Charles XII. asked permission to speak.
“Can Swede tell me what has become of Poland?”
“Poland is no more. It has been split up.”
“Split up? And Russia?”
“Russia recently celebrated the foundation of Petersburg, and the Lord Mavor of Stockholm walked in the procession.”
“As a prisoner?”
“No, as a guest. All nations are on friendly terms now, and not very long ago a French army, commanded by a German field-marshall, invaded China.”
“Delicious! Are people now the friends of their enemies?”
“Yes, they are all penetrated by a Christian spirit, and there is a permanent Committee for the Preservation of Peace established at the Hague.”
“A what?”
“A permanent Committee for the Preservation of Peace.”
“Then my time is over! God’s will be done!”
The king closed his visor and remained silent.
Charles, XI. claimed attention.
“Well, Swede, what about the finances of the old country?”
“It’s difficult to answer your question, for I’m afraid they know nothing of keeping accounts. But one or two things are certain: that quite half kingdom has been pledged to the foreigner for about three hundred millions.”
“Oh! Lord!”
“And the municipal debts amount to about two hundred millions.”
“Two hundred!”
“And in the years 1881 to 1885 one hundred and forty-six thousand Swedes emigrated.”
“Enough! I don’t want to hear any more!”
Gustav Wasa knocked on the table with his hammer.
“As far as I can understand the matter, the country is in a bad way. Sluggards you are, lazy, envious, irresponsible sluggards; too idle to bestir yourselves, but quick enough to prevent anybody else from doing anything. But tell me, Swede, what about my church and my priests?”
“The priests of the church are farmers and dairy-keepers. The bishops have an income of thirty thousand crowns, and collect money, exactly as they did before the Recess of Vesteraes; moreover, nearly all of them are heretics, or free-thinkers, as they call themselves.
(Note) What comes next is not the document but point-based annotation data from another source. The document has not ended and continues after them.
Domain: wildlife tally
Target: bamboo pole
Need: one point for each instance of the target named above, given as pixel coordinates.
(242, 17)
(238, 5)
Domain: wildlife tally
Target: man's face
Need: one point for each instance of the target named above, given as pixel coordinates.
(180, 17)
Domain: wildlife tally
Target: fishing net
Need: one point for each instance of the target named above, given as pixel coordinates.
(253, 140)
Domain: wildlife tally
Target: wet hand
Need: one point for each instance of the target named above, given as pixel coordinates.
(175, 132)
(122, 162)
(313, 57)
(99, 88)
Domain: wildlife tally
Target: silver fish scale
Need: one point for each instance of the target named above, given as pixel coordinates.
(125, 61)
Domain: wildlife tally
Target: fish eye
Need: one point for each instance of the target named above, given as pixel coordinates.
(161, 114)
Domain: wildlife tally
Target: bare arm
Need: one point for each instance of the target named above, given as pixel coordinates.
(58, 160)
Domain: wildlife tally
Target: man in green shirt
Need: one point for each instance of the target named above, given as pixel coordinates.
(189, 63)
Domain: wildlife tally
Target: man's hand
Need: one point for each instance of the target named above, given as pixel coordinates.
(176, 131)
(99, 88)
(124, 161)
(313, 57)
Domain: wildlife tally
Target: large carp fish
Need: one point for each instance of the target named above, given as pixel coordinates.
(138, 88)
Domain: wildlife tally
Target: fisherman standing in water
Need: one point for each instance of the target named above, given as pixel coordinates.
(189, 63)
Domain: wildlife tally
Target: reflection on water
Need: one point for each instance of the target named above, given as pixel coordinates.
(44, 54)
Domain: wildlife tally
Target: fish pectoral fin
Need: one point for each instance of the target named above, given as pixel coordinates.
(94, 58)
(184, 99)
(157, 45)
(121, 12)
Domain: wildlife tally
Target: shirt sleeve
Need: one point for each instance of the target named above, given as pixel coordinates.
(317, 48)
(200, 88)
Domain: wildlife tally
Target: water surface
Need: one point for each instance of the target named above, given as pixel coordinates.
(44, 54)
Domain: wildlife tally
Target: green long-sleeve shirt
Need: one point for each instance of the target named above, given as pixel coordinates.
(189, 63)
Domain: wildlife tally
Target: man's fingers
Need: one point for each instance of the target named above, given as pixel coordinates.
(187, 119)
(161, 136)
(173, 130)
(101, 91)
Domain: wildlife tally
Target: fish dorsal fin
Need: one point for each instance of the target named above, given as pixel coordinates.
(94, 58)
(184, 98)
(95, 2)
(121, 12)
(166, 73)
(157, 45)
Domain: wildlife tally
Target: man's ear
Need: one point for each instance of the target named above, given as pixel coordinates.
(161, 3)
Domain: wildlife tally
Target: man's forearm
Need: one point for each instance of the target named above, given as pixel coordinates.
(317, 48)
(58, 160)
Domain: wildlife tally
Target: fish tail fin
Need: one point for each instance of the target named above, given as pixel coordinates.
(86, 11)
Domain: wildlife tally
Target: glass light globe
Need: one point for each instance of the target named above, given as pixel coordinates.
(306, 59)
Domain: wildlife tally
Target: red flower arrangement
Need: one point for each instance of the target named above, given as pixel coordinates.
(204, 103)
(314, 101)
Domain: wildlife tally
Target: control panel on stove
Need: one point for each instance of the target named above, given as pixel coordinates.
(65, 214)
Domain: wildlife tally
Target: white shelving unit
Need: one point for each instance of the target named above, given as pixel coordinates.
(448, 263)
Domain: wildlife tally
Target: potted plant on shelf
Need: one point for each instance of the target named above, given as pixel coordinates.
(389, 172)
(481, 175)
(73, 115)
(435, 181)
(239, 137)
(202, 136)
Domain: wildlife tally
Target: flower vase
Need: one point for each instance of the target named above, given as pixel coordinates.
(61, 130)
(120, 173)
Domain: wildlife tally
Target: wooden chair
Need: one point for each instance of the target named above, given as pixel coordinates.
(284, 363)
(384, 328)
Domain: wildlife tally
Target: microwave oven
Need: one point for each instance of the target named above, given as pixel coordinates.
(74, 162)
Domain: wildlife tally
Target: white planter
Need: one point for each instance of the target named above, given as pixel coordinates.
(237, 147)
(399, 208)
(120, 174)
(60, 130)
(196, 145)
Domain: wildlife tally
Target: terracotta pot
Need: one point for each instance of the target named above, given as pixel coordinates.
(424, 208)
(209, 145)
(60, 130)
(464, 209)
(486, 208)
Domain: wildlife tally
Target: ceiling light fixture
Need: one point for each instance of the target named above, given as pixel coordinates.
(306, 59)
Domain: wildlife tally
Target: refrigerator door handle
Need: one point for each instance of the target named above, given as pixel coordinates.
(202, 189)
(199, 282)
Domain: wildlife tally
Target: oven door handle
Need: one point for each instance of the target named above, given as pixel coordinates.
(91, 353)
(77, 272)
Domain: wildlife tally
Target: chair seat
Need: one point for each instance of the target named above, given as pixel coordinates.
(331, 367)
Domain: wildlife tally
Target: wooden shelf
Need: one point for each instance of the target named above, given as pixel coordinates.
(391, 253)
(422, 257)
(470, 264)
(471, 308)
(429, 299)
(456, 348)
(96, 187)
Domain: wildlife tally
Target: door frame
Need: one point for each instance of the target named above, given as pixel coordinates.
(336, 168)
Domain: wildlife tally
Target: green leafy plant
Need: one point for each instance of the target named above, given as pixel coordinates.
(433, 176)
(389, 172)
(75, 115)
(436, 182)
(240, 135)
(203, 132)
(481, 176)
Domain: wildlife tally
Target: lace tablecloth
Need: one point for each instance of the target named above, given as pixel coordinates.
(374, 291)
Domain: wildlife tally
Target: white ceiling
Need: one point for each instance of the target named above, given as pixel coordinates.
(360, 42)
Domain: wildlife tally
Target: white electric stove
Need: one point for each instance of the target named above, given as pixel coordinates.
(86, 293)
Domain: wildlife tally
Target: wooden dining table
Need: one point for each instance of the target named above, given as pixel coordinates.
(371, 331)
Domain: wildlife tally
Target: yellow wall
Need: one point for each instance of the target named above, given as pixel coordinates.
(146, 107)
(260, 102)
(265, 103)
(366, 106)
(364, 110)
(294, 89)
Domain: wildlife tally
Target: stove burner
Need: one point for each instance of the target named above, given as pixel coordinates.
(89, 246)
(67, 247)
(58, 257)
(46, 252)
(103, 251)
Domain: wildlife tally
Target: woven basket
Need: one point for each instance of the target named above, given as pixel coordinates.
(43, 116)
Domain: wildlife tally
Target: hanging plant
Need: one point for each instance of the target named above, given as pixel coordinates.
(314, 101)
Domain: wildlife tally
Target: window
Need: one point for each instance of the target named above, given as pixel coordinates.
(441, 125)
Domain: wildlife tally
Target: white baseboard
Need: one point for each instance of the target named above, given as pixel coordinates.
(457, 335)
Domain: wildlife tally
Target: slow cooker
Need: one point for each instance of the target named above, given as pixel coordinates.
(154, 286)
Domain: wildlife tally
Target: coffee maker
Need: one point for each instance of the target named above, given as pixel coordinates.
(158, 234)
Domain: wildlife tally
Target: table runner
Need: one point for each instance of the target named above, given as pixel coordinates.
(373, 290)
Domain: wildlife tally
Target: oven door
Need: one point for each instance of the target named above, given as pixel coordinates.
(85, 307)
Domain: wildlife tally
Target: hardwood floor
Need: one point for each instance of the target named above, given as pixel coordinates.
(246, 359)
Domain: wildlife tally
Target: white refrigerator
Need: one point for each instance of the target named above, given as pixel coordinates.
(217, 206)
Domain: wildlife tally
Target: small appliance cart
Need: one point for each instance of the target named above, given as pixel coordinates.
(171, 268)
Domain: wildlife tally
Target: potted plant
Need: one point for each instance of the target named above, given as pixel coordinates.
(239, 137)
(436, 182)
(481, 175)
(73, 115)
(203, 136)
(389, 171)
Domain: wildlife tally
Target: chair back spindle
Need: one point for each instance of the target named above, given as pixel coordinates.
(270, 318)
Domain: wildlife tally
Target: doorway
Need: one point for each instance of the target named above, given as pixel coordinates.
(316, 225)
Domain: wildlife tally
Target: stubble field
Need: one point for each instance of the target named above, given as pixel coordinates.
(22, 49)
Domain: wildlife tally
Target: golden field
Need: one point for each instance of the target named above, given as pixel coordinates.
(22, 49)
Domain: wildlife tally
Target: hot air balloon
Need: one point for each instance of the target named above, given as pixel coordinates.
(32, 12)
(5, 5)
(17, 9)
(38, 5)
Men are beginning to expect some sort of a Reformation.”
“Indeed? … And what is the meaning of this music and singing up here?”
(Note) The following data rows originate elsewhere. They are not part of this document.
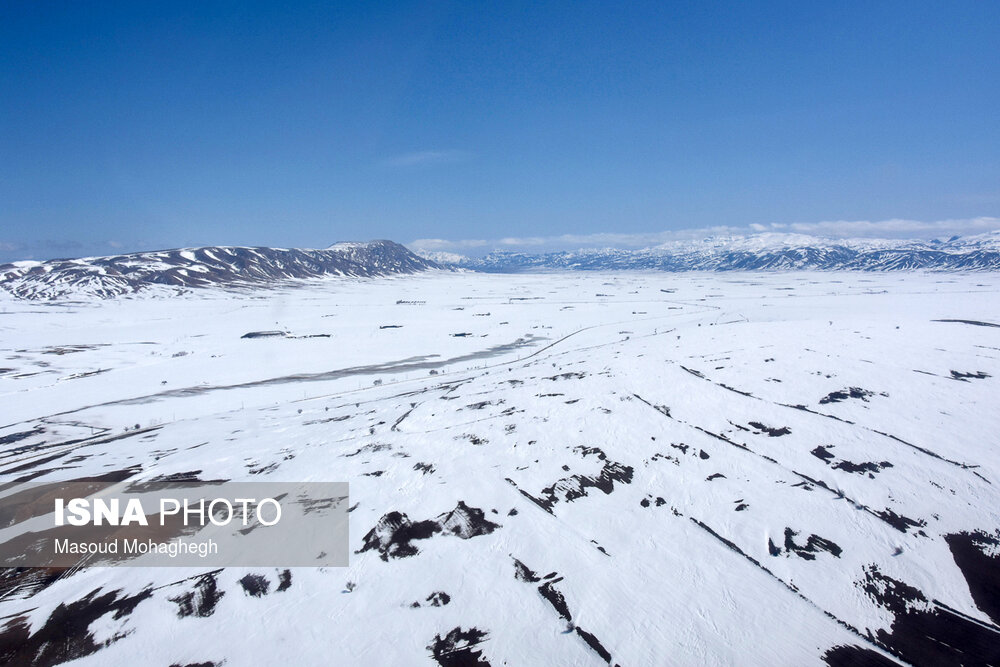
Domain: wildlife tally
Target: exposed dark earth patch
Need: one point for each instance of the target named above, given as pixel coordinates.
(977, 555)
(925, 632)
(773, 432)
(823, 453)
(965, 377)
(21, 435)
(65, 635)
(899, 522)
(814, 545)
(458, 648)
(255, 585)
(202, 600)
(850, 392)
(394, 532)
(566, 376)
(555, 598)
(435, 599)
(856, 656)
(571, 488)
(264, 334)
(972, 322)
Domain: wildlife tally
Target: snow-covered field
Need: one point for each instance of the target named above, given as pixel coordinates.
(557, 469)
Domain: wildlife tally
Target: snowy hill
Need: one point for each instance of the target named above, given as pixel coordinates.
(201, 267)
(762, 252)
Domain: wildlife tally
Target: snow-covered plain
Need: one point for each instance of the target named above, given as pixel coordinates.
(558, 469)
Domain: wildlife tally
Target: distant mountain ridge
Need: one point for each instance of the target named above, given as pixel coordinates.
(762, 252)
(201, 267)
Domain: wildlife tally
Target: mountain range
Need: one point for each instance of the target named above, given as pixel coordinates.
(200, 267)
(761, 252)
(233, 266)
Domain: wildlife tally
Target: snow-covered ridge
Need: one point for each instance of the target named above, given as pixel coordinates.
(200, 267)
(760, 252)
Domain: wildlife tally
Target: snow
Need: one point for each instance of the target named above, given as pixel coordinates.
(563, 378)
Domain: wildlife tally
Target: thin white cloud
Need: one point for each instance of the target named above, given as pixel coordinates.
(422, 158)
(833, 229)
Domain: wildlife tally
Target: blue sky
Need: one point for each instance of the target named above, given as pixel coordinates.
(139, 125)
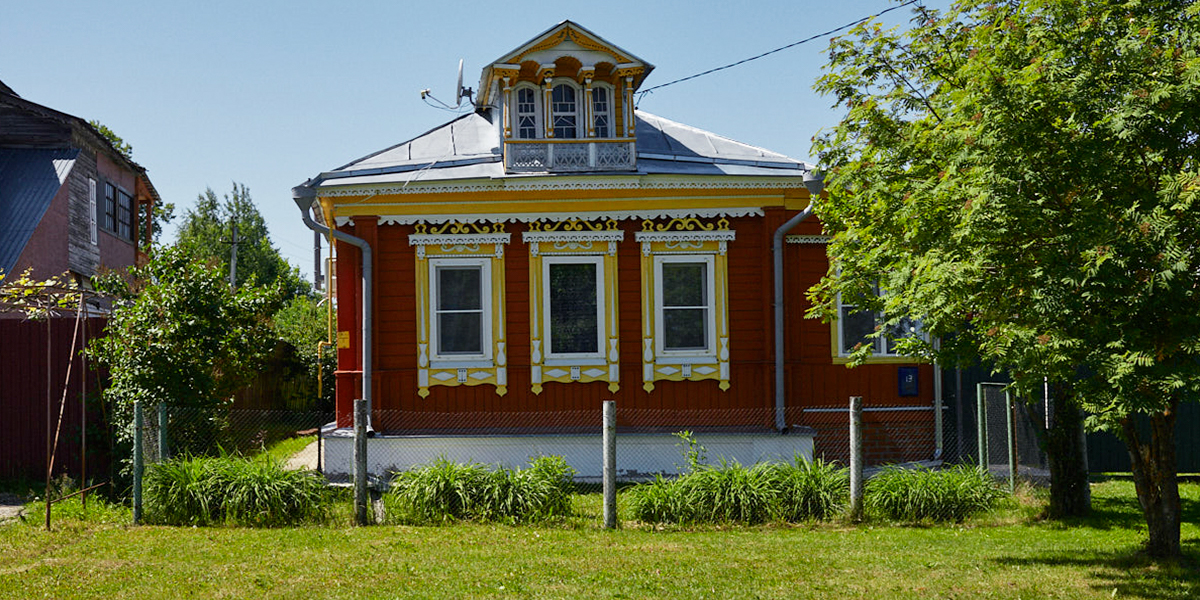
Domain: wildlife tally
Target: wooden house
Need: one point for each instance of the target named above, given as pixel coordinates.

“This is the ‘Fort.’ That is, a mountain, where they have a collection of all the national keepsakes, just as if the nation were anticipating its end and making its last will and testament, gathering together all the mementoes of the past. It shows reverence for the ancestors, but nothing else.”
“What we have heard on this commemoration day seems to prove that the deeds of our forefathers have been engulfed in the ocean of time. One thing swims on the surface, another sinks to the bottom. Here we are sitting like the shadows of our former selves, and to you, who are alive, we must remain shadows . … Put out the lights!”
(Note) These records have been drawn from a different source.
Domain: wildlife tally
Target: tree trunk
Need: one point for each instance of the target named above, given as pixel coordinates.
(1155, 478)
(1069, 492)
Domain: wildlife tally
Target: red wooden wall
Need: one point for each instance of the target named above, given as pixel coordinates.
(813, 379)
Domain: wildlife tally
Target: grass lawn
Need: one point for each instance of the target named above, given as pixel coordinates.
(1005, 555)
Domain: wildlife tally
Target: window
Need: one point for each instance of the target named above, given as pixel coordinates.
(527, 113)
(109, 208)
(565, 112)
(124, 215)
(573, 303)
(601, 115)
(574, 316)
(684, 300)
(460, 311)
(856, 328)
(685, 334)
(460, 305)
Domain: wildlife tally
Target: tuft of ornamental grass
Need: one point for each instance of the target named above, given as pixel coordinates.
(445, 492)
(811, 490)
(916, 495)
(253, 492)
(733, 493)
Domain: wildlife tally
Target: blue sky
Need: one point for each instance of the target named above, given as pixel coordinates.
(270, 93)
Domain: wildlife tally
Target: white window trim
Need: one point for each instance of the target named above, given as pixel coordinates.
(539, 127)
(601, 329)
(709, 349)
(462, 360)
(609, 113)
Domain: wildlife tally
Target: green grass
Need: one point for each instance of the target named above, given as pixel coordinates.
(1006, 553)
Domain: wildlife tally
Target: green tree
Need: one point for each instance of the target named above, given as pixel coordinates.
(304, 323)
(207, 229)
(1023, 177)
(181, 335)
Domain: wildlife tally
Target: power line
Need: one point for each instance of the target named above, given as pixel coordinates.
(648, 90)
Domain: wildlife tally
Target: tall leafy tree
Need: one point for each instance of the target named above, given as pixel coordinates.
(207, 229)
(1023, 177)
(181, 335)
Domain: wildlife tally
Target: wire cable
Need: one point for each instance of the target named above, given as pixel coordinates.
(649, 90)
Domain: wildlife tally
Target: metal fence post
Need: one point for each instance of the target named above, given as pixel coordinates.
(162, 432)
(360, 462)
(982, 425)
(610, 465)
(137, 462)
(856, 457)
The giant Swede extinguished the lights and went out; the soldier followed close behind him and climbed into something which looked like a cage.
“If you say a word to anybody of what you have seen and heard,” said the giant, “you will be sorry for it.”
“I can quite believe that,” answered Cask, “but shall always remember it. That they should have squandered the old country in drink and pledge to the foreigner! It’s too bad–if it’s true.”
“Click” went the turbine; and the lift with soldier shot upwards to the “Fort.” And there stood, in the sunset, and the country looked just as it had looked when the chimes in the belfry Haesjoer chimed, and Gustav Wasa entered Stockholm, surrounded by his generals.